Geological Summary. The mostly submerged Panarea volcanic complex lies about midway between Stromboli and Lipari in the eastern part of the Aeolian Islands. Panarea, the smallest island in the Aeolian Archipelago, lies on the western side of a shallow platform whose shelf margin is at about 130 m depth. A series of small islands breach the surface to form the Central Reefs, the rim of a crater 2 km E of Panarea, whose shallow submerged floor contains Roman ruins. The submerged Secca dei Pesci lava dome lies at the SE end of the platform, and the rhyolitic Basiluzzo lava dome rises 165 m above the surface at the NE end, along a ridge trending towards Stromboli volcano. The complex was constructed in two main stages: an initial effusive activity phase that produced lava domes, and an explosive stage. The youngest subaerial airfall-tephra deposits are dated to about 20,000 years ago; a date of less then 10,000 BP on a lava flow is uncertain.
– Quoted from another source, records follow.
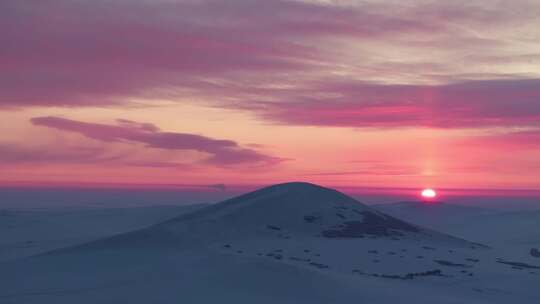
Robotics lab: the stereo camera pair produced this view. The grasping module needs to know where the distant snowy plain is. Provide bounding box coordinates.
[0,183,540,303]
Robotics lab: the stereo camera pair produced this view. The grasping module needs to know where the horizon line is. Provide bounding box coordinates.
[0,180,540,195]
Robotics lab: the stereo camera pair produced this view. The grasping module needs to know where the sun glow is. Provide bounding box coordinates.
[422,189,437,199]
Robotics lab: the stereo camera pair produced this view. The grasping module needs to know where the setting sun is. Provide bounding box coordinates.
[422,189,437,198]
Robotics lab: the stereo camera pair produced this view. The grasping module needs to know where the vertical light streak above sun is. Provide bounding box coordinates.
[0,0,540,188]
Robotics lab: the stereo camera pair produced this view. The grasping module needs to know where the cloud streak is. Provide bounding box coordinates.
[31,116,283,166]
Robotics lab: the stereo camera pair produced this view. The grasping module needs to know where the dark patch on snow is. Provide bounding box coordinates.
[266,225,281,231]
[309,262,330,269]
[266,252,283,260]
[352,269,443,280]
[497,259,540,269]
[304,215,321,223]
[322,211,419,238]
[433,260,472,268]
[289,257,311,262]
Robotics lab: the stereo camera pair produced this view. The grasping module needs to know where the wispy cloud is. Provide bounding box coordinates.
[31,116,283,167]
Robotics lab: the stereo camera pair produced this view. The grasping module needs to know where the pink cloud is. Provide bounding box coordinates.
[244,79,540,128]
[31,116,283,167]
[0,0,534,107]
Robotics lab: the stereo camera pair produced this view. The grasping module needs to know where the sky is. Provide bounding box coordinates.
[0,0,540,190]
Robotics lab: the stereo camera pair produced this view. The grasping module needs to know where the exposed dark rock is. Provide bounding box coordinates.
[322,211,419,238]
[497,259,540,269]
[309,262,329,269]
[304,215,321,223]
[433,260,472,268]
[289,257,311,262]
[352,269,443,280]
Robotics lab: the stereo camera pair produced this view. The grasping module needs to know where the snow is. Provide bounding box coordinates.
[0,183,540,303]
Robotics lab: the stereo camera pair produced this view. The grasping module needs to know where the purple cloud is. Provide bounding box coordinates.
[242,79,540,128]
[31,116,283,166]
[0,0,535,107]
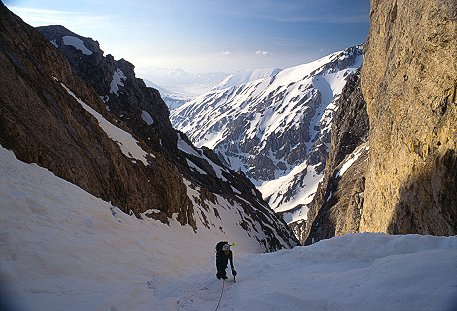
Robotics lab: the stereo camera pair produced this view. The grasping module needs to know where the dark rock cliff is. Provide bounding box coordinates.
[302,72,369,244]
[0,5,195,227]
[360,0,457,235]
[0,4,295,250]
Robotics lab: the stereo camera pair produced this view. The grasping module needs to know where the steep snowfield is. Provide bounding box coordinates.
[0,148,457,311]
[170,46,362,221]
[214,68,281,91]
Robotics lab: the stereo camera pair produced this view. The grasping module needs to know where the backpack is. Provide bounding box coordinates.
[215,241,228,253]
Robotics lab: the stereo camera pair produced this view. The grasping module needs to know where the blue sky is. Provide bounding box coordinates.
[4,0,369,72]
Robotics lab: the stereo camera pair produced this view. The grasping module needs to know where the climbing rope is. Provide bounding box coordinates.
[214,280,225,311]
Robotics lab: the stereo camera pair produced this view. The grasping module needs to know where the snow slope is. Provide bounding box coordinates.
[170,46,362,221]
[214,68,281,91]
[0,148,457,311]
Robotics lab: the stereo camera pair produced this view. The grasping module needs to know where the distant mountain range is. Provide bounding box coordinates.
[137,67,226,100]
[170,46,362,222]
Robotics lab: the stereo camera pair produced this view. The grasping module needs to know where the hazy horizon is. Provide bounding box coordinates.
[4,0,369,73]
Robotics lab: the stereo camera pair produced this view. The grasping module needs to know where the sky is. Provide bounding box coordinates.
[3,0,369,73]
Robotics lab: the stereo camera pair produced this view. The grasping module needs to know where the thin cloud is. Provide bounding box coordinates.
[255,50,273,56]
[9,7,111,27]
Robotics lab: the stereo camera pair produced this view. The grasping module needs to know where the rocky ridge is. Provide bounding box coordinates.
[0,4,295,250]
[360,0,457,235]
[171,46,362,222]
[302,71,369,244]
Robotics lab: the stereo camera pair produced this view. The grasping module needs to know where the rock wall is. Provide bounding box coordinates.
[0,3,196,229]
[360,0,457,235]
[302,72,369,244]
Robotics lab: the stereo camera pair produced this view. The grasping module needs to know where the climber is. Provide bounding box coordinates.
[216,241,236,280]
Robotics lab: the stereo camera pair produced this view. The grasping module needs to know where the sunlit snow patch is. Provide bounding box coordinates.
[62,36,92,55]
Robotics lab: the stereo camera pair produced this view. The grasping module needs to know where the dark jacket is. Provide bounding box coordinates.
[216,251,234,272]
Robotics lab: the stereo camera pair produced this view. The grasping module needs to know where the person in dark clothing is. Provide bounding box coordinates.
[216,242,236,280]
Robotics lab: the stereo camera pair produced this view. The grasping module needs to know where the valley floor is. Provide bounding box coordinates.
[0,148,457,311]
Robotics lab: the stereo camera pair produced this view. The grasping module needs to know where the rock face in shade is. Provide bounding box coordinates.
[360,0,457,235]
[171,46,362,223]
[0,4,296,251]
[302,72,369,244]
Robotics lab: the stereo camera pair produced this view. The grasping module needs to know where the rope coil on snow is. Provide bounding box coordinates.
[214,280,225,311]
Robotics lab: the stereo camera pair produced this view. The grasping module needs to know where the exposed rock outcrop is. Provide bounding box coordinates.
[0,3,296,251]
[360,0,457,235]
[302,72,369,244]
[0,4,195,228]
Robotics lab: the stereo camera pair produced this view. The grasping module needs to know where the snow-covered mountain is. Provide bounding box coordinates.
[143,79,187,111]
[141,67,230,99]
[214,68,281,91]
[170,46,362,222]
[0,3,296,258]
[0,147,457,311]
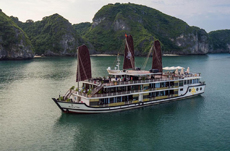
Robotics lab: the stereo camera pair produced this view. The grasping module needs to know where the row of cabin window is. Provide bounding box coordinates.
[179,79,200,86]
[90,90,178,106]
[104,82,178,93]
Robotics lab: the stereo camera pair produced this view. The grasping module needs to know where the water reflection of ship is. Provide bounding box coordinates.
[54,96,204,150]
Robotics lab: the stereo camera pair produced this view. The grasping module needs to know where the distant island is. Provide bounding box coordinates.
[0,3,230,60]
Vigorous hydrothermal activity has continued at fumarolic fields at several locations on the submerged platform; submarine hydrothermal explosions have occurred in historical time.

Information Contacts: Susanna Falsaperla, Luigi Lodato, and Massimo Pompilio, Istituto Nazionale di Geofisica e Vulcanologia - Sezione di Catania (INGV), Piazza Roma, 2, 95123 Catania, Italy (URL: http://www.ct.ingv.it/en/).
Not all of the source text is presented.